Yes, thats where the ThreadLocal comes into play. The top-level
parser (I'm building this as a top-down recursive descent parser) will
set the Context for the current thread, and then clear the context
once its completed.
[Because Java is a GC language, you might have to be careful to remove
all references to the object at the end of scope to avoid referential
integrity problems. But the point where that is necessary would be
defined by the processing.]
Yes, this would have to be handled by the top level. Although, I don't
think one extra Context object per thread would actually cause a
memory problem, since I'm parsing only one sentence at a time.
This is a very different thing. As a general rule passing object
references to methods is a poor OOA/D practice, especially when there
may be chains of such calls. It raises data integrity issues concerning
the timeliness of the data that make it more difficult to provide things
like thread safety. It is also the worst form of coupling.
I hadn't thought of it that way.
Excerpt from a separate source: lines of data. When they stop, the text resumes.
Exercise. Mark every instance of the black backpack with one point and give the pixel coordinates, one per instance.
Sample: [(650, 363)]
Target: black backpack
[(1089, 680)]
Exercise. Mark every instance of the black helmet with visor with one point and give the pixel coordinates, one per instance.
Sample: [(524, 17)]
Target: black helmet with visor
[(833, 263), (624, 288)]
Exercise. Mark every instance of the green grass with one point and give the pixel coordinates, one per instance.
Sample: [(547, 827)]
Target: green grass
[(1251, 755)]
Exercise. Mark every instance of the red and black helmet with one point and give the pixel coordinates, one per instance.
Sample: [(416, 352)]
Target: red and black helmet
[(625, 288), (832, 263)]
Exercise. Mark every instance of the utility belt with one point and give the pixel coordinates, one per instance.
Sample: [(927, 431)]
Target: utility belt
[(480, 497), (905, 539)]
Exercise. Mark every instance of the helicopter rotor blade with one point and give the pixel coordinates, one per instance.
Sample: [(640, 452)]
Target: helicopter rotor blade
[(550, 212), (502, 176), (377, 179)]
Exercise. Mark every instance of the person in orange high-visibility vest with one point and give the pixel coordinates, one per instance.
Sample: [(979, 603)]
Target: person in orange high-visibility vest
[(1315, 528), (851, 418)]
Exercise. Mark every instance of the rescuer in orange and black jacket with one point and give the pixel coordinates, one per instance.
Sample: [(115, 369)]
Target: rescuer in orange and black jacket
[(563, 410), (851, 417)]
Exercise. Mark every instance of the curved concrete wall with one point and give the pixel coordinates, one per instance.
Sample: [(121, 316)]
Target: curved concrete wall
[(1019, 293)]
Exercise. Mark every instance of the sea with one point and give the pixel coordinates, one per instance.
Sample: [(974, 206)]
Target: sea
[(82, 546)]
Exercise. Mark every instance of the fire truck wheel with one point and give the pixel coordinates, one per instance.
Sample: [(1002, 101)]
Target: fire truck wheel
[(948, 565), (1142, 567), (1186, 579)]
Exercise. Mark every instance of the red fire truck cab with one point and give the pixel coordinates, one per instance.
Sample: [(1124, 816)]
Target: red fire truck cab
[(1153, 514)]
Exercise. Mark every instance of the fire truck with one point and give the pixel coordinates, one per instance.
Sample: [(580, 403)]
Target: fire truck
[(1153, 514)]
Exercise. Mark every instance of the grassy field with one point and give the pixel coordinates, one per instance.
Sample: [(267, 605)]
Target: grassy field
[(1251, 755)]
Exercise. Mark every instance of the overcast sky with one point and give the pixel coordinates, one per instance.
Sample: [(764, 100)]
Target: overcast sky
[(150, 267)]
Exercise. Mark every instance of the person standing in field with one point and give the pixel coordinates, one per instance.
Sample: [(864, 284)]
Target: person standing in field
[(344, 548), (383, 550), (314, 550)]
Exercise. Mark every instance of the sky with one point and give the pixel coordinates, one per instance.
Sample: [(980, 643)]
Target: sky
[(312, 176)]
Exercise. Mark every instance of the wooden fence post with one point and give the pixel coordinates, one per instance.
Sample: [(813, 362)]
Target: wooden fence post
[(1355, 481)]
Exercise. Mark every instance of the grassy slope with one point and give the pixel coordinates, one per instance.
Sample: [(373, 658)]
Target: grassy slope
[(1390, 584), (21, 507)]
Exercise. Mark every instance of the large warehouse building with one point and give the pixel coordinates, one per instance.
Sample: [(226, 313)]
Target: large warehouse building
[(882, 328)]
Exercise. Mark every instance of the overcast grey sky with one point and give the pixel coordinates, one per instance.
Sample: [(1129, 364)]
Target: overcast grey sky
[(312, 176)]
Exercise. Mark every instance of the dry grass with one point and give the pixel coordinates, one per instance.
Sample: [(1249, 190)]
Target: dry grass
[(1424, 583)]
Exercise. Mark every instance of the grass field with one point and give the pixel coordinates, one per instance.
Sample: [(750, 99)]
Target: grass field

Basically, I have an
ImperativeSentence class has a Verb object, and a list of
AdpositionalPhrase objects. I didn't have any link from the
AdpositionalPhrase objects to the owning ImperativeSentence, but such
a link might make sense. (Actually, the AdpositionalPhrase has a
Positional object and a NounClause object, so they would need to have
a parent reference too). Unless I'm misunderstanding you.
But the big reason is that the caller needs to know too much about what
the receiver does. Effectively one has:

1 R1 1 1 R2 1
[A] ------------ -------------- [C]
+ doIt()

When A passes a C to B::doIt, A is creating a temporary relationship
between B and C. That means A needs to know (a) that B needs to talk to
a C and (b) exactly which C it is that B needs to talk to. The
application will be more robust to change if the collaboration between B
and C is a personal matter between them.

The reason is that the rules and policies that govern instantiation of
objects and relationships in the problem space are quite often distinct
from the rules and policies that govern collaboration. IOW, relationship
instantiation is about Who participates in collaborations while the
collaborations themselves are about When something should be done.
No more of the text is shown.